The simple question—the fact that he remembered such a minor detail after all this time—threatened her composure more than his anger had.

“Yes,” she managed. “Thank you.”

He slid the mug toward her. “I have a spare room. You can stay until you sort out something more permanent.”

Jessie nearly choked on her first sip. “That’s not necessary.”

“It’s practical,” he corrected. “You’re half owner of this place now, which means early mornings and late nights. Makes sense to be close.”

She studied him over the rim of her mug, trying to gauge his motivation. “Just like that? You’re inviting me to stay after making it abundantly clear how you feel about my return?”

“How I feel is irrelevant.” His mask of indifference slipped into place again. “We’re business partners now, through no choice of mine. Putting you up is simply good business sense.”

Business partners. The term felt simultaneously too formal and far too intimate. Jessie had never intended to actually run the bar. She’d planned to sell her share back to Luke and return to her carefully constructed life in Savannah, where no one knew her history or questioned her scars.

But she hadn’t expected the jolt of recognition she’d felt stepping onto the island again. The sense of homecoming that ambushed her despite everything that had happened here. And most of all, she hadn’t expected the unresolved emotions that surfaced at the sight of Luke Mallory.

“If you’re concerned about appearances,” he continued when she remained silent, “don’t be. The island gossips have long since found other subjects to occupy them.”

“I couldn’t care less about gossip.”

“Good. Because they’ll talk regardless.” A grim smile touched his lips. “Jessie James returns from the dead to claim her inheritance. It’s the most excitement Seeker’s Island has seen since old Davidson’s fishing boat washed up with him sleeping off a bender in the hull.”

Despite herself, Jessie smiled. Some things about island life remained unchanged.

“I won’t be staying long,” she said, though the assertion felt less certain than it had hours earlier. “Just until I sort out the legal aspects and find a buyer for my share.”

Luke’s expression hardened. “I’m the buyer.”

“We’ll see.” She wasn’t about to surrender her only leverage, not when she’d only begun to understand what she’d inherited—what her father had inexplicably bestowed upon her after years of silence.

The storm howled outside, rain lashing against the windows with renewed fury. Whatever came next, she wouldn’t be going anywhere tonight.

“Show me this room, then,” she said, draining the last of her coffee. “I need to dry off and change before I catch pneumonia.”

Luke nodded shortly, setting his half-finished coffee aside. “Follow me. I should probably grab a shirt first, then we’ll need to brave the weather briefly to reach the house.”

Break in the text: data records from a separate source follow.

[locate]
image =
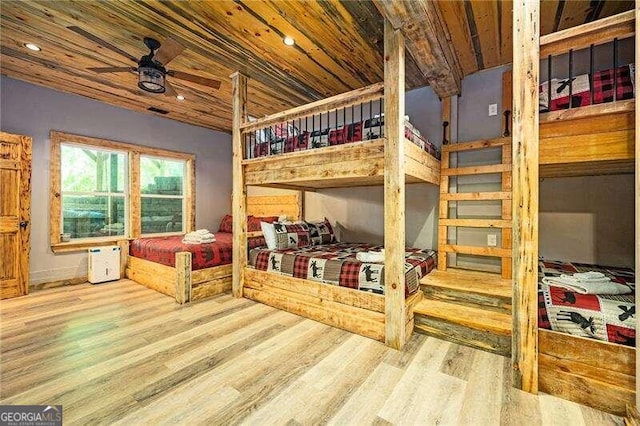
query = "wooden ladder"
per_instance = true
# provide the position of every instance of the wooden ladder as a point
(505, 195)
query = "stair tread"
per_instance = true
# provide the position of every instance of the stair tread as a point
(477, 318)
(469, 281)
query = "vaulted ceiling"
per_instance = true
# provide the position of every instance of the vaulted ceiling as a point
(338, 47)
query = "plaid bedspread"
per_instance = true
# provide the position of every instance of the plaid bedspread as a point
(603, 317)
(163, 249)
(336, 264)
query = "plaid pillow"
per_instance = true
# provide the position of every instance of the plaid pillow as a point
(321, 232)
(291, 235)
(253, 222)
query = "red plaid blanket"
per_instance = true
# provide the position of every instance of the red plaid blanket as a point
(163, 250)
(336, 264)
(603, 86)
(603, 317)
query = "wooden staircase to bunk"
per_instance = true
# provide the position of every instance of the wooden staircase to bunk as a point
(470, 307)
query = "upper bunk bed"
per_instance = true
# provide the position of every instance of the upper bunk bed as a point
(374, 146)
(334, 142)
(594, 133)
(591, 133)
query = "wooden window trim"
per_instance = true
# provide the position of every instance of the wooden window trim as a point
(134, 152)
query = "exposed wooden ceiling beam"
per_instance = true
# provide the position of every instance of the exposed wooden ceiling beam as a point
(427, 40)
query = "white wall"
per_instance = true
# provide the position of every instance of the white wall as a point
(604, 201)
(35, 111)
(604, 204)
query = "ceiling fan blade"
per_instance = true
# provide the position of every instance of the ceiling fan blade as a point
(168, 51)
(195, 79)
(102, 43)
(169, 90)
(103, 70)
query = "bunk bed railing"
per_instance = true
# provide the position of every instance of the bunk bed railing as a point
(610, 90)
(343, 100)
(598, 32)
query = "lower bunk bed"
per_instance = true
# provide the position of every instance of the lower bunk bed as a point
(328, 284)
(187, 272)
(586, 342)
(190, 272)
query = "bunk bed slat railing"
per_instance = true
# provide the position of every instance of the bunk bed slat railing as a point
(598, 32)
(334, 103)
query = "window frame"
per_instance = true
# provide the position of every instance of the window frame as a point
(183, 197)
(132, 196)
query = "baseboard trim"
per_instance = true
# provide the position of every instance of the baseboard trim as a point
(59, 283)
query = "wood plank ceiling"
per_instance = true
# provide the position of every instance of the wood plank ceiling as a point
(338, 47)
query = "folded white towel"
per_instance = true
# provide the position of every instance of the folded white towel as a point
(590, 275)
(201, 236)
(588, 286)
(195, 236)
(371, 256)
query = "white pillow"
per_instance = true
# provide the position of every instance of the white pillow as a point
(269, 233)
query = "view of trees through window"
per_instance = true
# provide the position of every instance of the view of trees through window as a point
(162, 194)
(93, 192)
(94, 189)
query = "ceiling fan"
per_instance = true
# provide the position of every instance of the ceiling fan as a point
(151, 69)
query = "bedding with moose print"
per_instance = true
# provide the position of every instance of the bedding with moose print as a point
(336, 264)
(604, 317)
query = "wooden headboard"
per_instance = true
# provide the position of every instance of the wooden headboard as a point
(276, 205)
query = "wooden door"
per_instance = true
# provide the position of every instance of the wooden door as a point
(15, 203)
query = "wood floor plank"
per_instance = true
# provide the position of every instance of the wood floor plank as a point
(121, 353)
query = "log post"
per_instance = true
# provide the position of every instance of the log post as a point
(183, 277)
(394, 190)
(239, 192)
(443, 209)
(526, 56)
(637, 141)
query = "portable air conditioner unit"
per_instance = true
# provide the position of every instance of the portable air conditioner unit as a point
(104, 264)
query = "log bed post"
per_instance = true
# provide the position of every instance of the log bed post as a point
(526, 56)
(239, 195)
(637, 171)
(394, 180)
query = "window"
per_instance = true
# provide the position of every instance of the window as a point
(162, 195)
(104, 191)
(94, 201)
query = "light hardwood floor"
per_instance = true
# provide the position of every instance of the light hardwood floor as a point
(121, 353)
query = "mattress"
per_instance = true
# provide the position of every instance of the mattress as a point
(336, 264)
(603, 317)
(163, 249)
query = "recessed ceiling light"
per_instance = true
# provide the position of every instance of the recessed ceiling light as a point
(32, 46)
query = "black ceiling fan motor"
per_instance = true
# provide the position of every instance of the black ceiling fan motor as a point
(152, 44)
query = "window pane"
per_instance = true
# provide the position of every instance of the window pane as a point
(161, 215)
(90, 170)
(92, 216)
(161, 176)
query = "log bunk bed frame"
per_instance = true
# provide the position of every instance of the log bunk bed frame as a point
(187, 285)
(390, 161)
(590, 140)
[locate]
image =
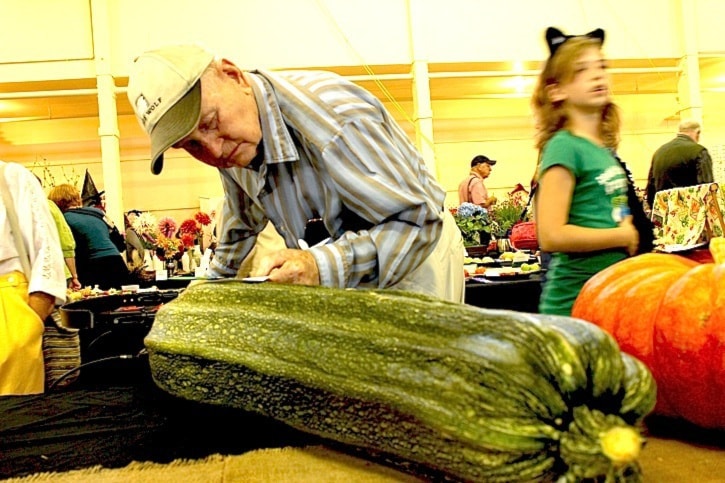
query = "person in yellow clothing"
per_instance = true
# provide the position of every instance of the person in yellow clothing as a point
(28, 291)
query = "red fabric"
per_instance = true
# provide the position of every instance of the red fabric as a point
(523, 236)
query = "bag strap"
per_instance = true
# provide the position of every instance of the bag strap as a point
(14, 224)
(468, 188)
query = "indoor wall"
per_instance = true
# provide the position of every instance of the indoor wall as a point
(468, 65)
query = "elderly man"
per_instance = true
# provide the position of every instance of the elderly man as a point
(472, 189)
(298, 146)
(679, 162)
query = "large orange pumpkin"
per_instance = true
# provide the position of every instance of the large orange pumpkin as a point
(669, 312)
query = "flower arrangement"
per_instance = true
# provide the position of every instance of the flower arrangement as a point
(194, 227)
(472, 220)
(166, 237)
(508, 212)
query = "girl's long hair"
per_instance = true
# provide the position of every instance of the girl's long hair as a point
(66, 196)
(551, 116)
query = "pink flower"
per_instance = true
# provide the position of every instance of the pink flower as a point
(189, 227)
(188, 239)
(167, 227)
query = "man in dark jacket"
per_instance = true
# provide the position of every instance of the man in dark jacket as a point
(680, 162)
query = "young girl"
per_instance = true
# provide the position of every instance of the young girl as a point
(582, 214)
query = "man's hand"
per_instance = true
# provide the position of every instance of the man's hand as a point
(42, 303)
(289, 266)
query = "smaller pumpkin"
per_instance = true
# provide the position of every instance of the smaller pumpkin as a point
(669, 312)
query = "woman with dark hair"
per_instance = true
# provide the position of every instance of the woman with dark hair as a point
(97, 259)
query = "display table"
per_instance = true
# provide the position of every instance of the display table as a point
(520, 295)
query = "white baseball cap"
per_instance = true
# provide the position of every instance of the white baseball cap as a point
(165, 92)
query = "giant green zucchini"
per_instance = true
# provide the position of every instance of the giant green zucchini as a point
(479, 395)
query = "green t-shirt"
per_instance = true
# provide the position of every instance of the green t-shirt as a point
(599, 201)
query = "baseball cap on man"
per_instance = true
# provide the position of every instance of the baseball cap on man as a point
(480, 159)
(165, 92)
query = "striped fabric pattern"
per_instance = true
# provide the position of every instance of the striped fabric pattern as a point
(332, 151)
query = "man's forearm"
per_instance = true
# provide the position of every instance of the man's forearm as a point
(42, 303)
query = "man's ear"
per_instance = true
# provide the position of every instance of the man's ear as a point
(232, 71)
(555, 93)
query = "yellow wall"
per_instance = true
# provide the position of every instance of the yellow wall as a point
(53, 39)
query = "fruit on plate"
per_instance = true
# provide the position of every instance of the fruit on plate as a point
(669, 312)
(474, 394)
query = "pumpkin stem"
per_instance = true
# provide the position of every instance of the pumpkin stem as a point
(599, 444)
(621, 444)
(717, 249)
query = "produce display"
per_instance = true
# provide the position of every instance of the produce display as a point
(478, 395)
(669, 312)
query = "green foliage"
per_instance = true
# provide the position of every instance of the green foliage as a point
(506, 213)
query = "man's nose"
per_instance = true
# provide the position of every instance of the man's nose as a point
(212, 145)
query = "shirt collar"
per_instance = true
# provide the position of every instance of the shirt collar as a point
(276, 140)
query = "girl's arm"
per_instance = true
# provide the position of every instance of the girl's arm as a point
(553, 200)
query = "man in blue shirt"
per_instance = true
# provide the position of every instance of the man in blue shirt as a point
(296, 146)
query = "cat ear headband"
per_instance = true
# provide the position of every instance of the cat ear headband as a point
(555, 38)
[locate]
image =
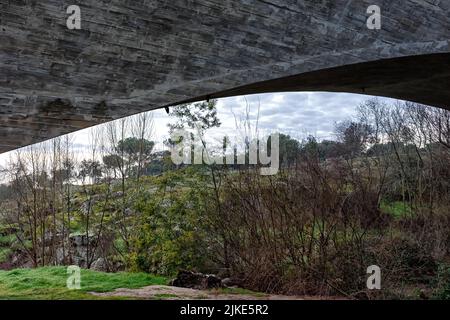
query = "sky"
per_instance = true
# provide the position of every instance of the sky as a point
(298, 114)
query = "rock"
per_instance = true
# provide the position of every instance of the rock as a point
(199, 281)
(231, 282)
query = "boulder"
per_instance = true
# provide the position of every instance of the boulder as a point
(199, 281)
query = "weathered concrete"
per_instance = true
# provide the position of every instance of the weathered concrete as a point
(137, 55)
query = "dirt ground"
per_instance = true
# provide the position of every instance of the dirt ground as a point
(175, 293)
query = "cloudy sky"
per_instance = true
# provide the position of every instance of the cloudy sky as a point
(297, 114)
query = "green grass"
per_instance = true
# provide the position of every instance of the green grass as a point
(50, 283)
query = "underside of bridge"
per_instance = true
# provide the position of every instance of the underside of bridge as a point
(134, 56)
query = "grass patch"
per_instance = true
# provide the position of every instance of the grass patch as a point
(50, 283)
(4, 254)
(396, 209)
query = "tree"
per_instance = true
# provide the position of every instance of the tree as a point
(90, 169)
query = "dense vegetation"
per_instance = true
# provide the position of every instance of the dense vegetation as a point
(379, 194)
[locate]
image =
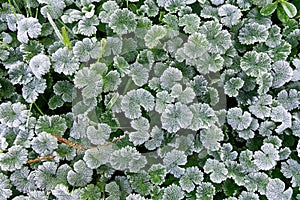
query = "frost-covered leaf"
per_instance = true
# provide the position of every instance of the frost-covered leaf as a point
(13, 159)
(65, 89)
(257, 181)
(88, 26)
(96, 157)
(219, 40)
(5, 187)
(248, 195)
(86, 49)
(282, 73)
(174, 5)
(192, 176)
(237, 119)
(274, 38)
(122, 21)
(190, 22)
(64, 61)
(205, 190)
(48, 175)
(211, 136)
(252, 33)
(186, 96)
(127, 158)
(276, 190)
(157, 173)
(203, 116)
(279, 114)
(230, 14)
(40, 65)
(176, 116)
(89, 81)
(232, 86)
(156, 138)
(289, 9)
(134, 99)
(91, 192)
(99, 135)
(33, 88)
(169, 77)
(290, 169)
(61, 192)
(209, 63)
(113, 189)
(217, 169)
(172, 160)
(289, 100)
(154, 35)
(71, 15)
(31, 49)
(162, 99)
(53, 7)
(122, 65)
(55, 125)
(269, 9)
(260, 106)
(255, 64)
(55, 102)
(111, 81)
(264, 82)
(108, 8)
(139, 74)
(28, 28)
(12, 20)
(44, 143)
(141, 135)
(173, 192)
(13, 115)
(267, 158)
(81, 175)
(140, 183)
(281, 51)
(150, 8)
(227, 153)
(114, 46)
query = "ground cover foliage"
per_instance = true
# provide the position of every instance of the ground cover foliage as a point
(135, 100)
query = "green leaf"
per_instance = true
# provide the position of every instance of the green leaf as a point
(65, 37)
(282, 16)
(269, 9)
(289, 9)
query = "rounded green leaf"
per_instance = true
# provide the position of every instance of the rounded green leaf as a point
(282, 16)
(268, 9)
(289, 9)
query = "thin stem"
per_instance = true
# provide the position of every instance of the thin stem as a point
(37, 107)
(68, 29)
(28, 115)
(103, 45)
(13, 9)
(17, 7)
(36, 12)
(4, 44)
(127, 86)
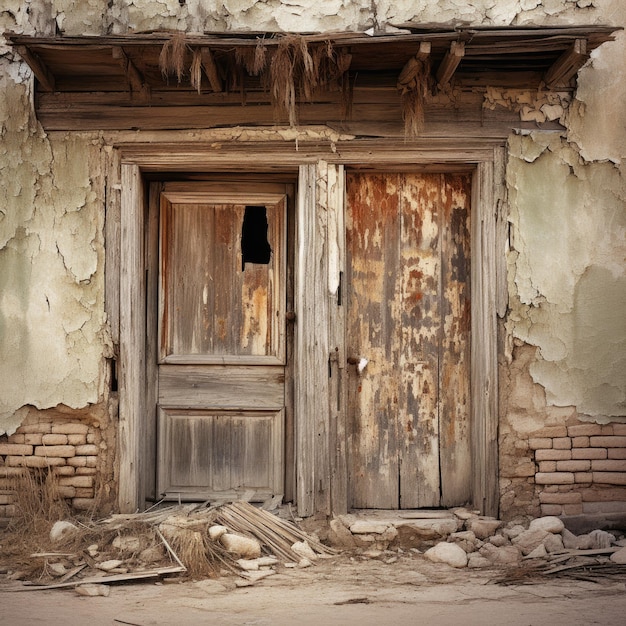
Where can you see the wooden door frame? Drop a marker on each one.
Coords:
(319, 401)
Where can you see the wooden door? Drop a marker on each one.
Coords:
(221, 348)
(408, 325)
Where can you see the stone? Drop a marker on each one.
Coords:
(243, 546)
(619, 557)
(549, 523)
(448, 553)
(483, 527)
(92, 590)
(61, 529)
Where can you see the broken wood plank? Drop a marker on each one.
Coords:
(450, 63)
(566, 66)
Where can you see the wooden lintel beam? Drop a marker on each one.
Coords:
(134, 77)
(210, 70)
(41, 72)
(414, 65)
(566, 66)
(450, 62)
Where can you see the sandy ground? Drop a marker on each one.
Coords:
(341, 590)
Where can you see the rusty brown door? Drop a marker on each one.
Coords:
(408, 339)
(221, 347)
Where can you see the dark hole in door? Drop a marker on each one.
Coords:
(255, 247)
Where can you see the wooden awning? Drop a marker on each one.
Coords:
(165, 80)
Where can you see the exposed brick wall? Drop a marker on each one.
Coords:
(581, 468)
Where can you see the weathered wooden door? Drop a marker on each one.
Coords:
(221, 348)
(408, 339)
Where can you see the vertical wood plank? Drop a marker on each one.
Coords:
(420, 323)
(132, 340)
(454, 368)
(484, 343)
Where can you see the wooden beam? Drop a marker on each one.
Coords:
(566, 66)
(210, 69)
(41, 72)
(450, 62)
(414, 65)
(134, 77)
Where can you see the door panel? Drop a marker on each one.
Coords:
(221, 340)
(408, 315)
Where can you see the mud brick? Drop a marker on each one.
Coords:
(87, 450)
(551, 431)
(553, 455)
(571, 497)
(54, 440)
(16, 449)
(70, 428)
(610, 478)
(64, 451)
(561, 443)
(540, 443)
(609, 466)
(589, 453)
(554, 478)
(608, 442)
(584, 430)
(573, 466)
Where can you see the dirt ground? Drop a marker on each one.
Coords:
(398, 587)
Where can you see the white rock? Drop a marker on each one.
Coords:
(61, 529)
(619, 556)
(449, 553)
(216, 531)
(550, 524)
(92, 590)
(304, 550)
(243, 546)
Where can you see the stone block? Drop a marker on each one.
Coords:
(553, 455)
(554, 478)
(561, 443)
(610, 478)
(608, 441)
(573, 466)
(589, 453)
(62, 451)
(586, 430)
(15, 449)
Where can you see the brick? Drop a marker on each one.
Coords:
(77, 481)
(608, 442)
(586, 430)
(64, 451)
(553, 455)
(16, 449)
(551, 431)
(610, 478)
(609, 466)
(547, 466)
(54, 440)
(554, 478)
(571, 497)
(604, 495)
(87, 450)
(589, 453)
(573, 466)
(561, 443)
(551, 509)
(539, 443)
(580, 442)
(70, 428)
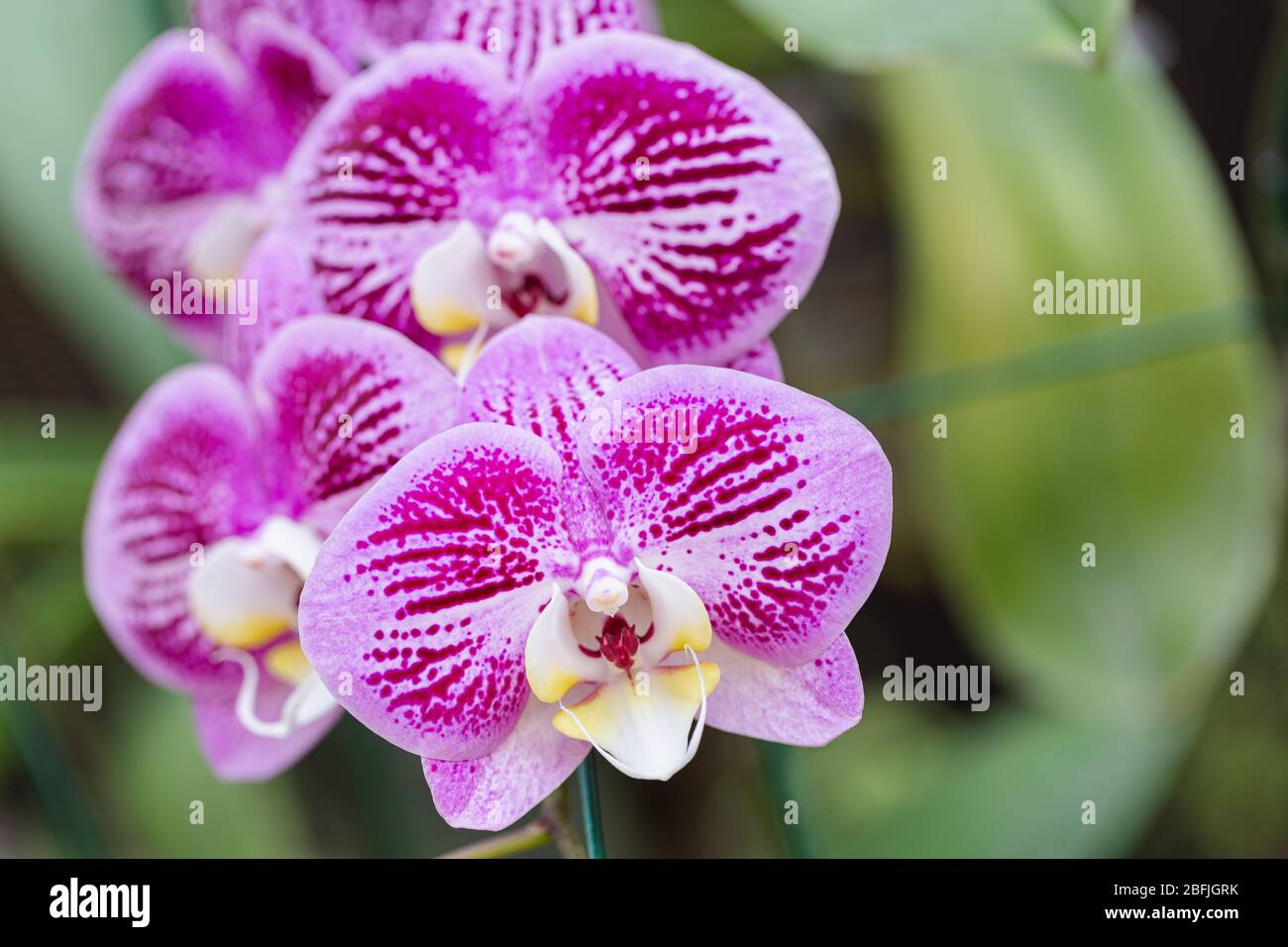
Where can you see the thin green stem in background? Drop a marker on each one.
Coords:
(529, 836)
(590, 819)
(1078, 359)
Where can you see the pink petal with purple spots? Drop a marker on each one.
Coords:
(235, 754)
(181, 471)
(425, 591)
(700, 200)
(391, 163)
(541, 375)
(522, 31)
(763, 360)
(335, 25)
(493, 791)
(344, 401)
(771, 504)
(295, 73)
(805, 705)
(282, 273)
(176, 136)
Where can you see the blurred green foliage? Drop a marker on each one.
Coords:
(1061, 431)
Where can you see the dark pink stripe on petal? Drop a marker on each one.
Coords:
(773, 505)
(703, 202)
(180, 472)
(542, 375)
(391, 163)
(425, 592)
(520, 31)
(179, 133)
(344, 402)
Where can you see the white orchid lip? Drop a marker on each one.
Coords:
(245, 595)
(219, 247)
(640, 709)
(467, 282)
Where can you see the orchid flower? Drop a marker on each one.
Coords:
(601, 557)
(625, 180)
(180, 171)
(211, 505)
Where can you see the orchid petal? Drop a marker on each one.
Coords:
(295, 73)
(702, 201)
(346, 399)
(523, 31)
(806, 705)
(542, 375)
(334, 25)
(233, 753)
(493, 791)
(167, 147)
(771, 504)
(281, 273)
(389, 167)
(425, 591)
(180, 475)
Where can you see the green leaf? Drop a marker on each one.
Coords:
(909, 784)
(156, 774)
(875, 35)
(46, 480)
(1095, 174)
(59, 95)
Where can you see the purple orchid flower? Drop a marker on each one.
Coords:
(179, 174)
(593, 557)
(210, 508)
(626, 180)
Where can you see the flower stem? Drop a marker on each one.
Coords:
(532, 835)
(590, 819)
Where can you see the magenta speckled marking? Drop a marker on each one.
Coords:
(193, 483)
(527, 29)
(462, 536)
(416, 154)
(738, 499)
(694, 270)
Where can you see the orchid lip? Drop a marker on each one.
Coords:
(616, 631)
(245, 596)
(219, 248)
(524, 265)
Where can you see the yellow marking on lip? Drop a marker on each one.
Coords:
(286, 663)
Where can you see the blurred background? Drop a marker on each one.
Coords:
(1108, 684)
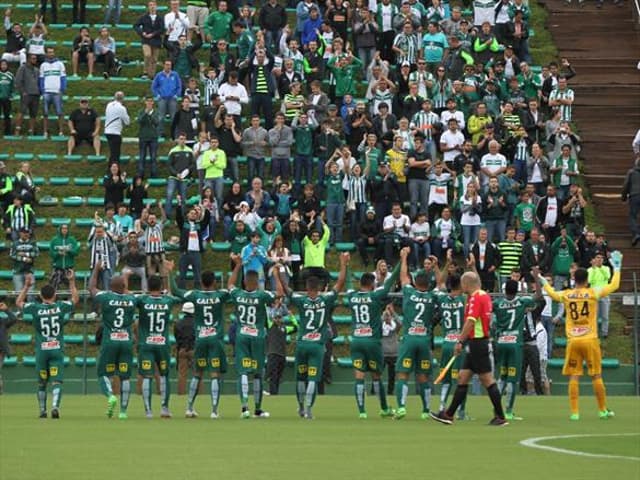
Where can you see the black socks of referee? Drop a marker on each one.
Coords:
(458, 397)
(496, 400)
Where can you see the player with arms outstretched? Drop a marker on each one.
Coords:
(48, 318)
(510, 314)
(581, 326)
(415, 349)
(251, 314)
(314, 310)
(208, 322)
(475, 339)
(154, 350)
(118, 309)
(450, 309)
(366, 307)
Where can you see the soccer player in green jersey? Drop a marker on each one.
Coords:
(49, 316)
(510, 314)
(314, 310)
(154, 350)
(251, 314)
(209, 352)
(116, 351)
(415, 349)
(366, 307)
(450, 309)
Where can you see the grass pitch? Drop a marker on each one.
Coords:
(337, 445)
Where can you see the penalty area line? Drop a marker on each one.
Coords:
(535, 443)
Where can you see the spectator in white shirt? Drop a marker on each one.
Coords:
(116, 118)
(492, 163)
(451, 142)
(233, 95)
(396, 232)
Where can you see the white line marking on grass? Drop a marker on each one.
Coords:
(534, 443)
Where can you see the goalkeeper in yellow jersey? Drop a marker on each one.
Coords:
(581, 310)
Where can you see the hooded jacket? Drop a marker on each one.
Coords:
(63, 250)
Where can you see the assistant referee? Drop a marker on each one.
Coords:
(475, 339)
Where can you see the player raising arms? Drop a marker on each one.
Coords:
(208, 322)
(118, 309)
(251, 314)
(510, 315)
(314, 310)
(48, 318)
(366, 307)
(581, 317)
(475, 339)
(153, 342)
(415, 349)
(450, 308)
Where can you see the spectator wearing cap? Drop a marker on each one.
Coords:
(181, 167)
(368, 236)
(184, 332)
(148, 122)
(150, 28)
(116, 118)
(451, 141)
(486, 44)
(631, 194)
(15, 49)
(166, 88)
(17, 217)
(84, 126)
(406, 45)
(254, 258)
(24, 252)
(434, 46)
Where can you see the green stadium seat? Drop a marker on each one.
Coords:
(560, 342)
(345, 247)
(221, 246)
(157, 182)
(74, 201)
(88, 361)
(57, 221)
(84, 222)
(11, 361)
(20, 339)
(340, 340)
(345, 362)
(73, 339)
(48, 201)
(59, 181)
(83, 181)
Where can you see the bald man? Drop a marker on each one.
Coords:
(475, 340)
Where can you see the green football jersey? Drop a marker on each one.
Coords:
(451, 311)
(510, 316)
(417, 312)
(48, 323)
(154, 319)
(208, 318)
(366, 309)
(314, 315)
(251, 311)
(118, 315)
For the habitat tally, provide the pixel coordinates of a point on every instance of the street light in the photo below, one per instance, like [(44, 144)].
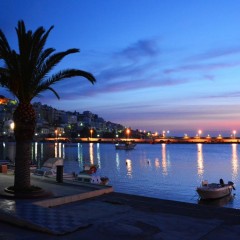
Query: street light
[(128, 132), (56, 134), (234, 133), (199, 133), (91, 131)]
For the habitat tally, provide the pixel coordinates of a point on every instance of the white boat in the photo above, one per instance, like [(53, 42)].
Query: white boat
[(215, 190), (49, 169), (88, 175), (125, 145)]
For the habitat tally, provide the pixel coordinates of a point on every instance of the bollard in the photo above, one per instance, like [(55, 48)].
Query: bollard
[(59, 175)]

“House?” She’d assumed there were living quarters attached to the restaurant.

“I live about fifty yards up the beach. Nothing fancy, but it’s home.”

Home.The word produced a hollow ache beneath Jessie’s ribs. She’d spent fifteen years searching for that elusive feeling, never quite finding it in the series of apartments and condos she’d inhabited. She’d convinced herself it didn’t matter—that home was a luxury she could live without.

She followed Luke through the kitchen to a side door, where he retrieved a large umbrella from a stand. The practical part of her noted that he came prepared for all contingencies. The less rational part focused on the inevitable proximity sharing an umbrella would require.

“Ready?” he asked, hand on the doorknob.

Jessie nodded, steeling herself for both the storm and the dangerous territory they were about to enter. Not just his house, but the uncharted space of their shared past—a history neither had fully reckoned with.

“Stay close,” he instructed as he opened the door, the wind immediately threatening to tear the umbrella from his grasp. “The path can be treacherous when flooded.”

She stepped beside him, close enough to catch the scent of salt and coffee on his skin. His arm came around her shoulders to secure her beneath the umbrella’s protection, and Jessie forced herself not to tense at the contact.

This arrangement was temporary. A business matter, nothing more. She would sell her share, make peace with the past, and return to the life she’d built far from Seeker’s Island. Far from the only man who’d ever seen past her carefully constructed defenses.

As they stepped into the raging storm, Jessie couldn’t help but wonder if returning had been a mistake after all. Or if, perhaps, it was fifteen years overdue.